Meanwhile the moorhens look as if they have laid another clutch in their original nest which is starting to go high rise like an over-ambitious fruitcake. A teenager from the first brood, with long gawky legs and toes, was being fed by the other parent. Although beavers were moving less than a metre from the nest the incubating bird didn’t take any notice. Whereas on the lake the mallard often flush off in surprise when a beaver surfaces, until they realise it is not an otter.

While all this was going on I saw a new beaver emerge – the first of the kits! It was about the size of a rabbit with a tail the size of your hand. Quite a good size. Its swimming was a bit haphazard with a touch of ‘Look Mum, I can swim!’ before getting tangled up in duckweed or an underwater twig. But it could dive properly and come up a couple of metres further on. Then I saw a second one also hugging the pond side.  They stayed out for ten minutes or so and then each disappeared down two different burrows with underwater entrances.
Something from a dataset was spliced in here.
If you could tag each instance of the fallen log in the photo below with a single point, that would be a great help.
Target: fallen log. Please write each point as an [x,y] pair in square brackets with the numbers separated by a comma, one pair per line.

Those two burrows are different from two other burrows on the other side of the pond and it appears that they are not just using one main base, but moving from site to site. The male took willow sprays into both the burrows so the kits were not even necessarily together all the time.

The mother beaver hauled out of the pond onto an alder stump that they had coppiced last year. There she spent 15 minutes stuffing herself with alder leaves but leaving the stalks. They don’t seem to really like alder bark and wood, but the fresh leaves are obviously a favourite.  She was into it like a health-conscious lady with a salad. They also strip a lot of blackberry leaves at this time of year too. On the other hand, they totally reject elder which is one of the antisocial trees in the woods. But this week they are laden with white sprays of flowers and we pick them to make elderflower cordial. They say you are supposed to pick them by moonlight and the moon certainly is big at the moment.

Down on the lake I saw one of the beavers trudge across the whole lake towing a massive willow spray. It was like a little island moving magically across the water. They are bringing huge amounts of fresh food into their big lodge and we should see the kits soon. But to get to the lodge they dive under a floating peninsula of living willow branches that they have put there as a food store in winter, so they go at least 10 metres under water before reaching the lodge itself. Maybe this is keeping the kits from emerging, but the moorhens love the floating raft.

I called in on the beavers on the middle pond and saw an adult come out from an underwater burrow. You can see the chain of bubbles and then the beaver floated motionless amongst branches for ten minutes before going back into the burrow. Twenty minutes later the bubble reappeared and disappeared upstream into the trees but it was too dark and gloomy to see more than a few ripples. As I left I could hear the ‘tock tock’ of a beaver eating somewhere in the willows. Who knows what they are up to?

Nick

Also on that evening I saw something I’d not witnessed before. Both parents on the top pond were going in to the burrows and emerging with mouthfuls of wet soiled bedding which they proceeded to carry to a pile a short distance away. Who knew beavers were so house proud? They interspersed their chores with periods of feeding and I was lucky enough to have them haul out underneath the hide and sit a short distance away nibbling on a variety of plants. They would do it by turns and the one emerging from the water would give a few little piggy grunts as if to tell the other that time was up, back to work (much as I have to do in the staff canteen!)